The EB-5 program was designed to create a path to becoming a permanent residence in the U.S. for certain immigrants while facilitating job creation in the United States. Initiated in 1990, the program gives a foreign applicant a path to permanent residency following an investment of $1 million, or $500,000 in a targeted employment area. The investment must be in a USCIS approved U.S. commercial enterprise, defined as any for-profit activity formed for the ongoing conduct of lawful business. The applicant obtains a conditional green card following the investment. It is good for two years. If the investment creates or preserves at least 10 full time jobs during the two year period the applicant may obtain a permanent green card.

While the program has been successful at spurring investment in the U.S. and giving applicants an opportunity to obtain a permanent green card, there have been difficulties. In the past the SEC has brought fraud actions based on the investment program. Now the Commission has brought its first action charging individuals with acting as unregistered brokers in connection with the EB-5 program. In the Matter of Ireeco, LLC, Adm. Proc. File No. 3-16647 (June 23, 2015).

Respondents in the proceeding are Ireeco, LLC and Ireco Limited. LLC is a Florida limited liability company, while Limited in a Hong Kong entity. Both were founded by Stephen Parnell and Andrew Bartlett. Between January 2010 and May 2012 LLC solicited foreign investors who wished to invest in the program through regional centers – an entity involved with the promotion of economic growth approved by the USCIS to administer projects. Applicants through a center are only required to invest $500,000.
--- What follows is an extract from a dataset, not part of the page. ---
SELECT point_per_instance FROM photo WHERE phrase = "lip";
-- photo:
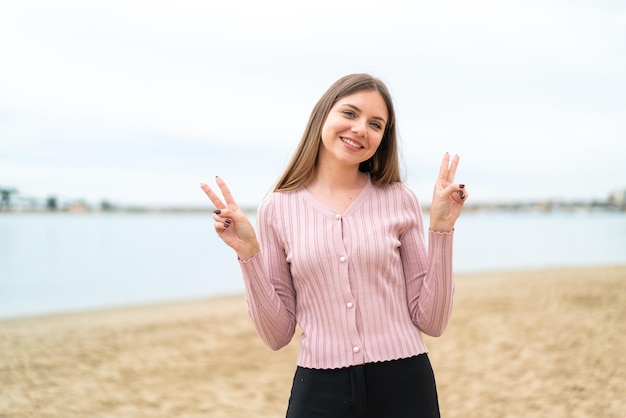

LLC solicited potential investors through a website which claimed the firm had extensive experience in the area and could guide applicants to the correct center for them. In 2012 Messrs. Parnell and Bartlett formed Limited. It became a managing member of LLC. Eventually LLC became the contracting party. Solicitation continued through the website.
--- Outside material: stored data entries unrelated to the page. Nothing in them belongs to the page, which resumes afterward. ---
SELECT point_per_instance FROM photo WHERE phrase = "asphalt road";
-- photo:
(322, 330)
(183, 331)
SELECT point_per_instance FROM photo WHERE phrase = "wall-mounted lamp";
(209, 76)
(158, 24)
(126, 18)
Applicants who contacted Respondents were eventually guided to a regional center. The firm earned fees under the “referral partner agreements” it had with regional centers for brining in customers. The fee was paid once a conditional green card was approved by USCIS. The fee was a commission based on a fixed portion of the administrative fee the investor paid to the center, on average about $35,000 per investor.
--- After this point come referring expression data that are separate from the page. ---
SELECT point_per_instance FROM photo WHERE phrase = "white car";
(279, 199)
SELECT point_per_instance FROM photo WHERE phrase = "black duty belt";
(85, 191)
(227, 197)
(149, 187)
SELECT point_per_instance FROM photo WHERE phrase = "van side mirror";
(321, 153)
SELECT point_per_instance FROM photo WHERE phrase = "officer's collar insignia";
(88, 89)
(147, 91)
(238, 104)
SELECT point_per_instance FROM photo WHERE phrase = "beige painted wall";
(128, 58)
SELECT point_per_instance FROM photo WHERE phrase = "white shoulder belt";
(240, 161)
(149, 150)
From January 2010 to present Respondents were paid fees for actively soliciting 158 foreign investors. The applicants invested about $79 million in the regional centers. The Order alleges violations of Exchange Act Section 15(a)(1).

To partially resolve the proceeding Respondents consented to the entry of a cease and desist order based on Exchange Act Section 15(a). They also agreed to a censure. A hearing will be conducted to determine if it is appropriate to order disgorgement and/or civil penalties.